Modification of human cytomegalovirus tropism through propagation in vitro is associated with changes in the viral genome.

C Sinzger1, K Schmidt1, J Knapp1, M Kahl1, R Beck1, J Waldman2, H Hebart1, H Einsele1, G Jahn1.   

Abstract

Following extensive propagation in fibroblasts, human cytomegalovirus (HCMV) loses tropism for a number of otherwise natural host cells, in particular, endothelial cells. In this study, the hypothesis was tested that loss of endothelial tropism is associated with the appearance of genomic variants. Initial quantitative focus expansion assays on endothelial monolayers demonstrated that, while the laboratory strains AD169 and Towne failed to form detectable foci, 29 out of 30 recent clinical HCMV isolates had the potential to expand in endothelial cell culture.
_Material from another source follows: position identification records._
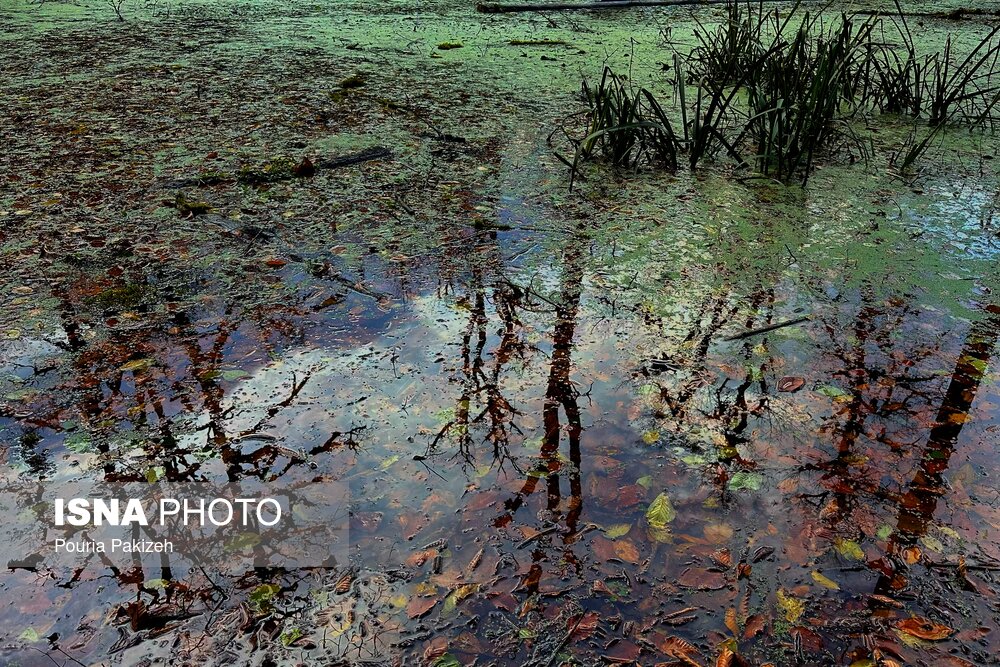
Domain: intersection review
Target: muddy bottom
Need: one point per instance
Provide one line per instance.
(657, 420)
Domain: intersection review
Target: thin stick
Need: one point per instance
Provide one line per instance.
(770, 327)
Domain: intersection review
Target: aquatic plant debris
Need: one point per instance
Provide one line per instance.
(697, 409)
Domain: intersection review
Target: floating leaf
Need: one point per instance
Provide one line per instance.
(926, 629)
(627, 551)
(617, 530)
(932, 543)
(289, 636)
(137, 365)
(745, 480)
(583, 626)
(390, 460)
(661, 512)
(419, 607)
(790, 383)
(457, 595)
(793, 607)
(825, 582)
(447, 660)
(849, 549)
(836, 393)
(78, 442)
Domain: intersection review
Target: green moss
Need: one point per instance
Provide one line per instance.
(537, 42)
(188, 207)
(212, 177)
(276, 169)
(354, 81)
(117, 299)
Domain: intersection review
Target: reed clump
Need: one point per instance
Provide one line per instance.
(778, 91)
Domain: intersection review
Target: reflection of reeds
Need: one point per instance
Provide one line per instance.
(777, 97)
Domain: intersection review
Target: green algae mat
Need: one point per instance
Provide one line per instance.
(328, 252)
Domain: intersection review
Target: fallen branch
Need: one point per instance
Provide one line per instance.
(338, 162)
(499, 8)
(771, 327)
(354, 158)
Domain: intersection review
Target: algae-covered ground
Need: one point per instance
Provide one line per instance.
(567, 437)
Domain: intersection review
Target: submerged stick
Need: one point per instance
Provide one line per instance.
(500, 8)
(771, 327)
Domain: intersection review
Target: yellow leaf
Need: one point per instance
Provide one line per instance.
(849, 549)
(793, 607)
(618, 530)
(825, 582)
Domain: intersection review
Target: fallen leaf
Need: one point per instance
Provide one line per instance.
(923, 628)
(849, 549)
(793, 607)
(825, 582)
(625, 550)
(582, 627)
(419, 607)
(659, 515)
(618, 530)
(790, 383)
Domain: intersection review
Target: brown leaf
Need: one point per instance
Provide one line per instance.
(582, 627)
(305, 168)
(676, 647)
(790, 383)
(731, 622)
(419, 607)
(754, 625)
(627, 551)
(923, 628)
(723, 558)
(343, 584)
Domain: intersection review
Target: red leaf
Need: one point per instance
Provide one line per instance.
(582, 627)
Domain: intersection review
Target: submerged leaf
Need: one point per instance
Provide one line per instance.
(825, 582)
(923, 628)
(618, 530)
(790, 383)
(661, 512)
(849, 549)
(793, 607)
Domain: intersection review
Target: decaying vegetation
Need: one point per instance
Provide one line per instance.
(777, 90)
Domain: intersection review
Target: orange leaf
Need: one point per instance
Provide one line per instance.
(731, 621)
(419, 607)
(627, 551)
(923, 628)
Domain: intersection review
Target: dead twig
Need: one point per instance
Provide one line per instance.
(771, 327)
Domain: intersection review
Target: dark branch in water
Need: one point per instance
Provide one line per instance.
(771, 327)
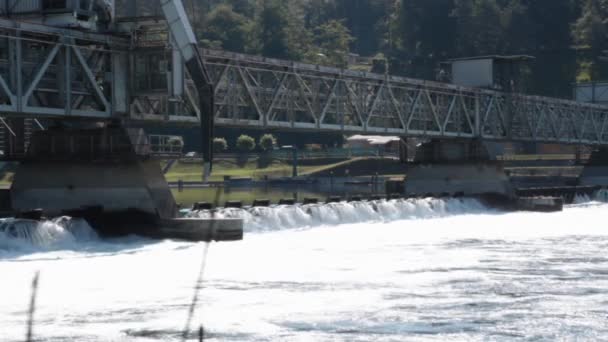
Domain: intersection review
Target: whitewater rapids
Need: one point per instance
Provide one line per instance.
(424, 270)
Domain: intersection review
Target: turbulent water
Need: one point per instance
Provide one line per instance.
(425, 270)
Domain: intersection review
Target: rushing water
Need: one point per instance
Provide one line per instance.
(426, 270)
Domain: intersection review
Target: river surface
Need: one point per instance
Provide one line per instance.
(426, 270)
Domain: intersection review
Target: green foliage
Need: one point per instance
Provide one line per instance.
(333, 41)
(228, 30)
(220, 145)
(176, 141)
(245, 143)
(267, 142)
(415, 35)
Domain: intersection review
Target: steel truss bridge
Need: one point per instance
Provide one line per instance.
(136, 74)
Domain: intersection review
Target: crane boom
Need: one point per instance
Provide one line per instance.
(185, 40)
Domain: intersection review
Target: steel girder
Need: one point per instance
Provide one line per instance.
(273, 94)
(47, 72)
(55, 73)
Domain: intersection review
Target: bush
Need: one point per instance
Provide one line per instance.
(267, 142)
(220, 145)
(245, 143)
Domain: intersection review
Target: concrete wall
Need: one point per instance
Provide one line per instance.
(60, 186)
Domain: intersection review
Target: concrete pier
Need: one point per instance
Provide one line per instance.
(106, 176)
(449, 168)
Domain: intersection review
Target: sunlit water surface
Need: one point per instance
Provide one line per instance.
(417, 271)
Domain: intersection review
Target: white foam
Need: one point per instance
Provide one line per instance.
(314, 215)
(62, 231)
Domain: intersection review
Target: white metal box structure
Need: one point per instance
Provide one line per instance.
(473, 72)
(492, 72)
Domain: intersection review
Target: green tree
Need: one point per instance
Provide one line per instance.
(220, 145)
(333, 41)
(267, 142)
(272, 25)
(245, 143)
(229, 30)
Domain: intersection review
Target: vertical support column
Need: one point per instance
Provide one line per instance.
(16, 67)
(120, 82)
(403, 151)
(177, 79)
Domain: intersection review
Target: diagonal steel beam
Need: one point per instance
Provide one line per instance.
(40, 72)
(91, 78)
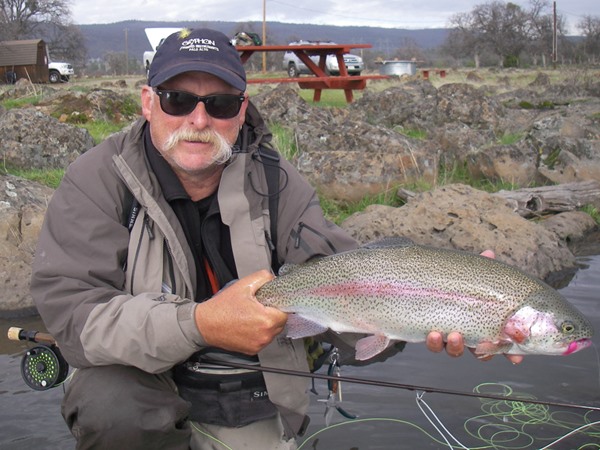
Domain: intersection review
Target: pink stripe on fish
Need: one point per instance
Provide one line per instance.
(575, 346)
(388, 289)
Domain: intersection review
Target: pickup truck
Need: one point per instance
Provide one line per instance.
(156, 36)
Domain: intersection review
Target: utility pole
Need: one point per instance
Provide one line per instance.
(264, 35)
(554, 41)
(126, 54)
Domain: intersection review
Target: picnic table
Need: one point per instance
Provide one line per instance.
(319, 78)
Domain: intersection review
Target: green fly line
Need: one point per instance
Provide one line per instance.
(503, 425)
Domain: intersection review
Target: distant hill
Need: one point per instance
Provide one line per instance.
(129, 35)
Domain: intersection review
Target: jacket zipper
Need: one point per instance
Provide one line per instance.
(301, 226)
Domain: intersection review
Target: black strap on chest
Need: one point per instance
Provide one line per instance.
(270, 159)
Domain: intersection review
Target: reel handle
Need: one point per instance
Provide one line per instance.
(19, 334)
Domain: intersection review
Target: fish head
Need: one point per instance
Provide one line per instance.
(547, 324)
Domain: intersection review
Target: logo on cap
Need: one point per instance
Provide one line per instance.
(199, 45)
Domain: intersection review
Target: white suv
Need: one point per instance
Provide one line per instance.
(294, 66)
(60, 72)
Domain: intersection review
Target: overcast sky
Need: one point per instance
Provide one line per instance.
(413, 14)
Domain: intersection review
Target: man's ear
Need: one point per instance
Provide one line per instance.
(147, 98)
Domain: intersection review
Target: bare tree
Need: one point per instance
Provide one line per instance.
(503, 29)
(43, 19)
(541, 22)
(590, 29)
(21, 19)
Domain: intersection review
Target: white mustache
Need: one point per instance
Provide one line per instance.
(222, 147)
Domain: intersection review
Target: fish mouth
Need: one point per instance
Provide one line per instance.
(577, 345)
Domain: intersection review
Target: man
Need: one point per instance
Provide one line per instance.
(149, 258)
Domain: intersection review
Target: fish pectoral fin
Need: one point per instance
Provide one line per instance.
(487, 348)
(370, 346)
(299, 327)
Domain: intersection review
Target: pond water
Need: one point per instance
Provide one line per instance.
(390, 418)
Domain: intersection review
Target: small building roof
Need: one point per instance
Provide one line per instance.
(19, 53)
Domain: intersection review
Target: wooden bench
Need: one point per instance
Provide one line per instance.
(348, 83)
(320, 79)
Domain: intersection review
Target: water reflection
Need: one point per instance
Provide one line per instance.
(390, 418)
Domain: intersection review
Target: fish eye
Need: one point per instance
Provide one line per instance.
(568, 327)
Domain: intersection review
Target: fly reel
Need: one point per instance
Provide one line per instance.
(43, 367)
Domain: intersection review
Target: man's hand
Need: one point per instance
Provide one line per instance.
(234, 320)
(455, 345)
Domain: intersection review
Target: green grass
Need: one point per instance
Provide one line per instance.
(414, 133)
(338, 211)
(510, 138)
(47, 177)
(100, 129)
(592, 211)
(11, 103)
(284, 141)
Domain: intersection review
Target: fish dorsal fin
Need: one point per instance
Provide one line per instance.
(287, 268)
(391, 241)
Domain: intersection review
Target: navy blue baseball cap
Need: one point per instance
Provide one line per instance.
(198, 50)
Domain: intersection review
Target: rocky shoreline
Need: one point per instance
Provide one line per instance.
(347, 153)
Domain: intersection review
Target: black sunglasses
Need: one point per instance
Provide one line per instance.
(180, 103)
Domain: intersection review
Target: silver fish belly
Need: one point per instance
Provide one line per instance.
(402, 291)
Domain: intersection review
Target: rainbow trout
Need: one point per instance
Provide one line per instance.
(399, 291)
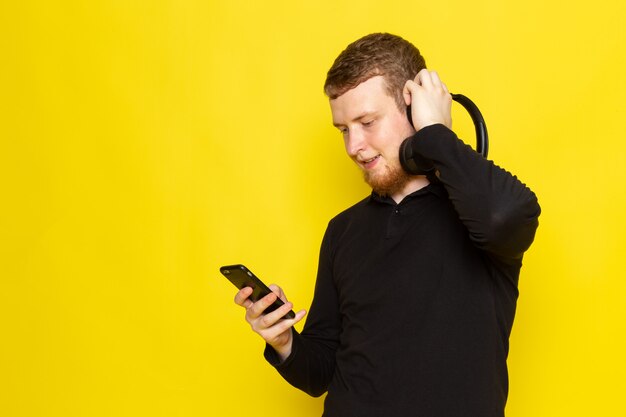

By long-term adaptation in fibroblast cultures, nonendotheliotropic strains could be selected from clinical HCMV isolates, while long-term endothelial-adapted strains of the same isolates retained both fibroblast tropism and endothelial tropism. Such differentially adapted isolate pairs always displayed genomic differences in restriction fragment length analyses. Coinfection of endothelial cells by two nonendotheliotropic HCMV strains yielded an endotheliotropic recombinant HCMV variant combining portions of the genomes of both parental viruses. When DNA purified from various isolates was transfected into fibroblasts, progeny virus retained the specific tropism of parental virus from which the DNA was isolated. These findings demonstrate that endothelial tropism is an inherent property of most clinical HCMV isolates and is determined by the viral genome. Although the specific determinants of HCMV cell tropism are still unknown, this study provides the first evidence for a genetic contribution.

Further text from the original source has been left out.